Are the counterexamples offered by the theorem pathological, in the sense that they are unlikely to occur in practice but are theoretically possible? Or would they arise in practice frequently using standard rank voting systems?

[YokoZar]

As long as politics is not one-dimensional, there are completely reasonable cases where you get a rock-paper-scissors situation between 3 top candidates if voters select whomever is closest to them. That in turn violates the criteria that says the election result can't change if you add a non-winning candiate (rock beats scissors, but when paper enters the race now scissors is computed the winner).

This criteria is called "independence of irrelevant alternatives". A common criticism of Arrow's theorems usefulness is that it is a bit of a stretch to call paper an "irrelevant alternative" when rock-paper-scissors forms a cycle of preferences like that.

If politics is one-dimensional ("single-peaked preferences" in the article), then you never get this situation.

It's also important to note that a much more reasonable criteria exists called "local independence of irrelevant alternatives". This is the idea that total losers joining the race don't affect the result, however someone who is in the top rock-paper-scissors cycle (the "Smith Set") can still affect the result even if they don't win themselves. This is far more reasonable, as it's fairly arbitrary which of the candidates in that top cycle should win.

When there is no top cycle, the Smith Set is a single person (the "Condorcet Winner"). When there is a Smith Set, most reasonable voting systems will pick their winner somewhat arbitrarily as a member of the Smith Set, since everyone in the Smith Set beats everyone outside the Smith Set.

[dragonwriter]

> Are the counterexamples offered by the theorem pathological, in the sense that they are unlikely to occur in practice but are theoretically possible? Or would they arise in practice frequently using standard rank voting systems?

Which particular problems occur, and the frequency with which they occur, depend on the particular voting system.
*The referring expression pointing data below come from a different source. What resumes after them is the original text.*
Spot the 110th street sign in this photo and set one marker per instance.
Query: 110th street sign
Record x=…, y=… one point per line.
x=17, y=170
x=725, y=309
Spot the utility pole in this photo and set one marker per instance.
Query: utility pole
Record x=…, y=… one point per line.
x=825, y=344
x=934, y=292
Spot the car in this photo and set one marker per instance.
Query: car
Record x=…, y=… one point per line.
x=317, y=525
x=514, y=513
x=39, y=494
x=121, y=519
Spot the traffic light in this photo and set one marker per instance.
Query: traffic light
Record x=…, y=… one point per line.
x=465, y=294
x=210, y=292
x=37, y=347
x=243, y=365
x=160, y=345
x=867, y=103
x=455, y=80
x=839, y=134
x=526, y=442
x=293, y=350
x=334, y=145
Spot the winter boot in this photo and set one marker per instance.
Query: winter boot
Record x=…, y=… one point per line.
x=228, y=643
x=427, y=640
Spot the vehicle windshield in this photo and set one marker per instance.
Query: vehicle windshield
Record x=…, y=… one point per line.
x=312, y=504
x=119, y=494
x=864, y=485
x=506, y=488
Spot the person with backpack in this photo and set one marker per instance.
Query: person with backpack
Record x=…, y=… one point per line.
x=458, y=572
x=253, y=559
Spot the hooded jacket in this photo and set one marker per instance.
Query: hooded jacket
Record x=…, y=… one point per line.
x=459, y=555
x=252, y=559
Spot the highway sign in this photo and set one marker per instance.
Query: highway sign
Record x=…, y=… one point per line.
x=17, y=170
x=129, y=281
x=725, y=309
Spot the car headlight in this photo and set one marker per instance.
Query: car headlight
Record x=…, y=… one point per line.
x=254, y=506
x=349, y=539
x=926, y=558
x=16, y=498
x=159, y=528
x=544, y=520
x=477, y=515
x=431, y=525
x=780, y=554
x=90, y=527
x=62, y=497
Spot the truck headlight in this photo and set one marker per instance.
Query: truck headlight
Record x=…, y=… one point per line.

Plurality and majority/runoff (which are ranked preference voting systems with a vary narrow constraint on the preferences that are expressed on the input ballots, which is pretty much the same constraint as on the preferences reflected in the output of any single-winner voting system) hits problems fairly frequently in practice, but most of the common voting systems that most people think of as ranked-preference systems (IRV, etc.) still hit them in practice as well, though not generally as frequently and in ways which create as clear incentives to tactical voting.

[logicchop]

The "worry" is not that this-or-that fantastical scenario might play out. It is that, as it turns out, the very mechanisms we use to measure group preferences simply cannot satisfy a list of very basic requirements. For example, the reason we do not use random drawings to determine who gets elected president is that we want the choice to "reflect" our preferences on the whole: but the result shows that this kind of "reflection" is probably not possible, and is always distorted in some fashion by the very procedures we adopt to make these decisions.

[stephencanon]

http://en.wikipedia.org/wiki/Burlington_mayoral_election,_20...

[lmm]

In "standard" FPTP-like systems we frequently see real-world cases that encourage tactical voting. E.g. look at the French Presidential election where Le Pen went through to the final round because there were four leftist candidates that split the leftist vote.